Importantly, Lighroom is also a data base that imports, tags and tracks your photo collection--it can also duplicate them to a safe external drive on import and likewise, will export photos using your chosen presets (such as renaming and altering image dimensions and file size).

Storage is cheap now so I only delete my failures--never know when I might want that boring shot. This, of course, is a very personal decision. I shoot many thousands of frames per year so don't have time or the patience to pore over them with great levels of concern about worthiness.

File size: understand that your jpegs are compressed by the camera and "plump up" a good deal when you open them in Photoshop or other editing program. Do not further compress your images when you save them, or you'll degrade them in the process. If your camera records RAW, shoot with that and then compress at a time you want to post or share a jpeg.

Haze has many sources. Atmospheric haze can sometimes be reduced with a good quality haze or polarizing filter. Flare from the sun hitting the lens can be controlled with a lens hood (and keeping the lens scrupulously clean). Poor lens design has no cure that doesn't involve camera replacement. In post processing, levels, contrast and sharpening adjustments can sometimes help, but won't retrieve detail that's not there.

Happy experimenting!

Originally Posted By wandering_daisy
I am interested in how you process your photos. I have Adobe 10 Elements and through trial and error settled on the method below. I am open to ALL ideas! There has got to be a better way.
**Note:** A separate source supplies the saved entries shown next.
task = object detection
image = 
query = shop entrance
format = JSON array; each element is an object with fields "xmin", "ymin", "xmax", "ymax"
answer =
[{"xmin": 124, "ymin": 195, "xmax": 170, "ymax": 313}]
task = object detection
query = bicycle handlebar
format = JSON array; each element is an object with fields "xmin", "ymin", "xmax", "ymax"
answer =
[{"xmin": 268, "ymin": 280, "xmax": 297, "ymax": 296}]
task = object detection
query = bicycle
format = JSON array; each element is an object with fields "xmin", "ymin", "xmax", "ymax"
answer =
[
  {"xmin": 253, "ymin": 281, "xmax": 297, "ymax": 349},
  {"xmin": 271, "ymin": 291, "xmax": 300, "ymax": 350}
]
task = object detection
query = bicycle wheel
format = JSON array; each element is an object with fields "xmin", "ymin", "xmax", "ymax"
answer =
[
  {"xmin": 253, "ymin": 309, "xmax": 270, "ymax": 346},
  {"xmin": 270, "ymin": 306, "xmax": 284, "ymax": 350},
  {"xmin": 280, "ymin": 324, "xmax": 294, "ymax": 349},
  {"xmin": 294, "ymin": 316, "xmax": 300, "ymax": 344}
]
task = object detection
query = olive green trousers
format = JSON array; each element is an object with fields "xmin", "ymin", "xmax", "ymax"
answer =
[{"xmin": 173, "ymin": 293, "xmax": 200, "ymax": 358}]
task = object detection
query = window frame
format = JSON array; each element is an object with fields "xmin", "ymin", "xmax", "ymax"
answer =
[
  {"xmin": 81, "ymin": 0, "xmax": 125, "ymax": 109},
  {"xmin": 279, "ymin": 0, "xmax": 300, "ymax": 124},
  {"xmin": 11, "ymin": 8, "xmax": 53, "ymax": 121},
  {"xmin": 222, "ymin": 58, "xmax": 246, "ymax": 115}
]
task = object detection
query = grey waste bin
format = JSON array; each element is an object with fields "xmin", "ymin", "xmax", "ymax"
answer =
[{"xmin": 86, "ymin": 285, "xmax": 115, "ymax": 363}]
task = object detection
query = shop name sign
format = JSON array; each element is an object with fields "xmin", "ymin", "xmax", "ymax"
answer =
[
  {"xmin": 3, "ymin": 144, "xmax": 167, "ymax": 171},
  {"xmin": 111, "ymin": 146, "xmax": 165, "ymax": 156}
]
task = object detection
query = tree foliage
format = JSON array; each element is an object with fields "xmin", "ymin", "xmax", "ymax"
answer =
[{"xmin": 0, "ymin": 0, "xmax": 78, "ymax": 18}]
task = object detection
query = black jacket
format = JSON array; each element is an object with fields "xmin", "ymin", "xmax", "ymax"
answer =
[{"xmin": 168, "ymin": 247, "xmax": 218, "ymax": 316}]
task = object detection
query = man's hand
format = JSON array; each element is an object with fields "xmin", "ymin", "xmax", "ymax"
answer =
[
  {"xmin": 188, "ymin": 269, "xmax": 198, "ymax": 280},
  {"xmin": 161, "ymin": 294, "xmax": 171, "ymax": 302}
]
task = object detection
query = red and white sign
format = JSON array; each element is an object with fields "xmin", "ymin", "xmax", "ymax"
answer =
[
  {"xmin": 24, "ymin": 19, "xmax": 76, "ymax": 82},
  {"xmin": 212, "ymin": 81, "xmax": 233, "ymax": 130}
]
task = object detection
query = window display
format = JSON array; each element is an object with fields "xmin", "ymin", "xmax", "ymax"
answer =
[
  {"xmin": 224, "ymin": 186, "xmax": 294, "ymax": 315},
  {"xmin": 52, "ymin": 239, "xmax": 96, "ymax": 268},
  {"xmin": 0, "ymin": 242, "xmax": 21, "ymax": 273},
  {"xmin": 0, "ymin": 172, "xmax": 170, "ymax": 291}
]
1) rotate and crop the photo
2) adjust lighting first with "levels". I find this does less color distortion and a lot of my photos are simply overexposed.
3) then go to "shadows and highlights" - go straight here if snow in the photo to reduce the overexposure in the snow. I really limit what I do here, becuase it distorts color. If I darken highlights, I often have to go back and reduce saturation because the color looks too fake.
4) then go to "saturation". My husband swears that I see read more vividly than others- he may be right. I very often reduce the red. I also do not like fake looking sky - so may reduce saturation of cyan and blue. I may brighten the vegetation with a small increase in yellow saturation. I mostly use saturation for photos taken on cloudy days to bring out more color.
5) Then return to "levels" and fine tune.
6) If all tries fail, I delete the photo. A poor photo is a poor photo and may as well get rid of it.
7) If good, save under a different name (IMPORTANT!). Is there a quick way to know what size to use? I do not want to loose resolution but no need to save at 8 MB if the camera pixels only produce a 5MB photo.

I really need to learn to set my camera better before I take photos. BUT, between my old eyesight and sunlight on the display, I cannot read the menu to adjust! Very frustrating to me. I usually just set it on the generic scenery setting or auto.

Does anyone have a trick for reducing haze?